Por  Assis Ribeiro – via Jornal GGN

A ampla paralisação dos setores trabalhistas e estudantis brasileiros no manhã do dia de hoje demonstra que nem sempre a pós-verdade formulada pelo sistema para nos convencer de que a realidade – como em uma Matrix – é outra diametralmente oposta daquela que nos apresenta pelos nossos sentidos.

A pós – verdade é aquela na qual o debate se enquadra  em apelos emocionais, desconectando-se dos detalhes da verdade pura, e pela reiterada afirmação de pontos de discussão nos quais as réplicas fáticas -os fatos- são ignoradas. São veiculações trazidas pelos meios tradicionais de comunicação para fazer com que as pessoas passem a ignorar fatos, dados e eventos que obriguem o cérebro a um esforço adicional, alimentando de informações aquilo que buscamos para satisfazer nossas crenças e desejos.

Tal qual ocorreu na última eleição nos EUA onde o sistema nos fez acreditar durante toda a campanha da impossibilidade da vitória de Trump.

Para tanto a engrenagem sistêmica se utiliza da imprensa tradicional para disseminar uma “pós-verdade” contrária ao que os próprios fatos nos apresentam.

Foi assim, que a mídia americana deixou de divulgar àquela época que enquanto a intenção de voto em Hillary Clinton estagnava, ou mesmo recuava, a tendência de votos á Trump aumentava. Anteriormente já tinha omitido a disputa fraticida entre os candidatos democratas, das mesmas forma que não deram destaque às revelações de ilegalidades praticadas pela candidata quanto foi membro governo de Obama.

A imprensa brasileira assim também se comportou na cobertura que antecedeu a greve. Não divulgou, como era da sua obrigação como veículo de informação que é, as várias adesões ao movimento grevista indo dos sindicatos às escolas, passando pela CNBB e outros Confederações e Conselhos.

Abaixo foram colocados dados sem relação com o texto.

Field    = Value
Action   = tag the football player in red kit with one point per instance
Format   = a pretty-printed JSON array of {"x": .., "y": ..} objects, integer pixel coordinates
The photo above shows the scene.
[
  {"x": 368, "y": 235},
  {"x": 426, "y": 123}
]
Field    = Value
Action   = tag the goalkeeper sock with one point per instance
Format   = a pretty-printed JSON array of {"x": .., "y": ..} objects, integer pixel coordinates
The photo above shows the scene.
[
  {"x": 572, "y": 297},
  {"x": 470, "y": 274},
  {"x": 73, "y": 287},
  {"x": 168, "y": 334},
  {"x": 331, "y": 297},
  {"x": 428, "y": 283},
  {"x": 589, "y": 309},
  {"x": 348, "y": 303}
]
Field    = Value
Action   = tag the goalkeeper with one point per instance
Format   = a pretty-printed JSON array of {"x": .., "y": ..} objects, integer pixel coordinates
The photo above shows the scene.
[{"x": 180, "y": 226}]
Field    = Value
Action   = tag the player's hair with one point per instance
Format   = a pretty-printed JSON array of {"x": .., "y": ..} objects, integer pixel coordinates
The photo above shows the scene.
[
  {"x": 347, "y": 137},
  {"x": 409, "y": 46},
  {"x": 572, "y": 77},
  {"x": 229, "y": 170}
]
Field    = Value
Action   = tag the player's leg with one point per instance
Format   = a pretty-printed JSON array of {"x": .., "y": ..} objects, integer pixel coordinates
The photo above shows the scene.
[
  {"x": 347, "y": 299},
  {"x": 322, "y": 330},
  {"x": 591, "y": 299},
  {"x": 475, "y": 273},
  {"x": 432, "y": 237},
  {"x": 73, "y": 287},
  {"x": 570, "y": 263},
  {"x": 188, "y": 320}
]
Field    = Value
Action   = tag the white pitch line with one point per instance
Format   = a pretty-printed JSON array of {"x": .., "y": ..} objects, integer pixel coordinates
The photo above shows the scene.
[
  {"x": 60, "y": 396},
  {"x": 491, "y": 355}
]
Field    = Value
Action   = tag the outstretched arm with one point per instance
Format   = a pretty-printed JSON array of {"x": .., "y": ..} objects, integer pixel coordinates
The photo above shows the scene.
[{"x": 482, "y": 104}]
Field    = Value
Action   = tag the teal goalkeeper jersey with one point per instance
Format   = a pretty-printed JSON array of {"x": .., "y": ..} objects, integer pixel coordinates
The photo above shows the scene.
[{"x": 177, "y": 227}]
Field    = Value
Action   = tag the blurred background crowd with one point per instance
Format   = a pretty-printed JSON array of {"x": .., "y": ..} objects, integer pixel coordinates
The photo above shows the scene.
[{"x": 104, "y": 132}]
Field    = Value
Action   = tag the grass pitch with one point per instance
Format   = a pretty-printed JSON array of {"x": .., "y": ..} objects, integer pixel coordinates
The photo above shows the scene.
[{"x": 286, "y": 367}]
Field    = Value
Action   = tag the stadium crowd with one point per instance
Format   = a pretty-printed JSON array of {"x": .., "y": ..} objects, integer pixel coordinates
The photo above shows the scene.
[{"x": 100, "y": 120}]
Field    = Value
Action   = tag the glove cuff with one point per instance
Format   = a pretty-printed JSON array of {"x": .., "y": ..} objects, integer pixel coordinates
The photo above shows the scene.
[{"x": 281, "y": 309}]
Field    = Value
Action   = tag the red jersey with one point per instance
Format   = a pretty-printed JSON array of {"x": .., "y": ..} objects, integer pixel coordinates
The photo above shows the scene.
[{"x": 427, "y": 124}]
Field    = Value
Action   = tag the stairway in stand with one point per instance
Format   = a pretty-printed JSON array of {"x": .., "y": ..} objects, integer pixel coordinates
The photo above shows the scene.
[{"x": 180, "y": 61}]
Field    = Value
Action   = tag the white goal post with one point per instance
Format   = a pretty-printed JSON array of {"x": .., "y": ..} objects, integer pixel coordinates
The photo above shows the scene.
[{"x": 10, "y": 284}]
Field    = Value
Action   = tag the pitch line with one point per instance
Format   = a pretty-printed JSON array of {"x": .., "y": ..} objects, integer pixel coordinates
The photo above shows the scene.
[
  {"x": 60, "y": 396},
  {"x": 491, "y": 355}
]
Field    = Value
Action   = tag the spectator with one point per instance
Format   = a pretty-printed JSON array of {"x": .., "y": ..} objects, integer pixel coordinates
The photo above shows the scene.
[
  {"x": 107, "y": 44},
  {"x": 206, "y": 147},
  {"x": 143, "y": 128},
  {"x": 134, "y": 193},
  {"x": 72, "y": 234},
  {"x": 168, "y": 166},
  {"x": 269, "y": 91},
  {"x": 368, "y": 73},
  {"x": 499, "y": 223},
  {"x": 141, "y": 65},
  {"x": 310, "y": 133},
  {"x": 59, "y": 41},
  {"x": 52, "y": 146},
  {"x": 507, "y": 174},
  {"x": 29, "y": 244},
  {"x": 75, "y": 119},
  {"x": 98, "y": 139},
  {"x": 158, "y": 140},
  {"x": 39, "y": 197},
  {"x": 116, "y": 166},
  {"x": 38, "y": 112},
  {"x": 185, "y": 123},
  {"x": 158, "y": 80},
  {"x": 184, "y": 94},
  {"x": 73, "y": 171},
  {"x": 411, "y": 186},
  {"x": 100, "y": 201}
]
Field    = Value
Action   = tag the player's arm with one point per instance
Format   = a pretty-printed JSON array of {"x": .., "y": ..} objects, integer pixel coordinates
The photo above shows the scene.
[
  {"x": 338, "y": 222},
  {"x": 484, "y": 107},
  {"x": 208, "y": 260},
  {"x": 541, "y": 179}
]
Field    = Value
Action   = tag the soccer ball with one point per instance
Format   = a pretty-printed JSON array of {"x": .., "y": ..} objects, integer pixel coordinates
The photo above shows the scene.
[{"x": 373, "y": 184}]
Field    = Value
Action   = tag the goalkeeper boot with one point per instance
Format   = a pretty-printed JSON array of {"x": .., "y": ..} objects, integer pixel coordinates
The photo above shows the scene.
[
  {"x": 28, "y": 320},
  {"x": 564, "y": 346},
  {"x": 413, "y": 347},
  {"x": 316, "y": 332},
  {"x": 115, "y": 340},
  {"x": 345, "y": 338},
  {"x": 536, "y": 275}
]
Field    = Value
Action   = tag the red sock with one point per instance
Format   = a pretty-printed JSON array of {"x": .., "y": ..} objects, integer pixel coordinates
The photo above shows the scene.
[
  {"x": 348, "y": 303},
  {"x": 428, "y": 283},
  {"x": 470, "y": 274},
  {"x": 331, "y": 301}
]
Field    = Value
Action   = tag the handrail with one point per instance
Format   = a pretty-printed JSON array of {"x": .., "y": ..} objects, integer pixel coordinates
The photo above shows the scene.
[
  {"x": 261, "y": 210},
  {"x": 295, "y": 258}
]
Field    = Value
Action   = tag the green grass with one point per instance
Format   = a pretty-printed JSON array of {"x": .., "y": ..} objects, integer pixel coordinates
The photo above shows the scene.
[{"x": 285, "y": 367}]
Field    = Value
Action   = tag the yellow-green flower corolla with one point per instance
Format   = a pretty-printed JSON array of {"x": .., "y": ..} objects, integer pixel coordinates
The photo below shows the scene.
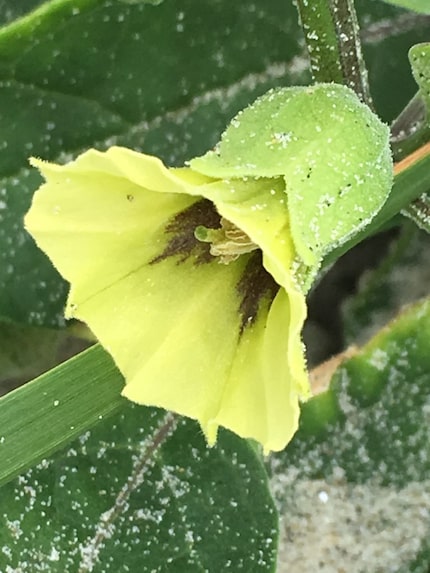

A desinformação atinge em cheio aqueles leitores e ouvintes da mídia tradicional, e através das técnica da pós-verdade (explicada acima) condicionam parte da população a vai acreditar mais em fatos e sim apenas naquilo que preferem acreditar, formando um segmento da sociedade, pela hegemonia dos meios de comunicação, mais crente, radical e intransigente do que o grupamento religioso que ele mesmo rotulava e criticava.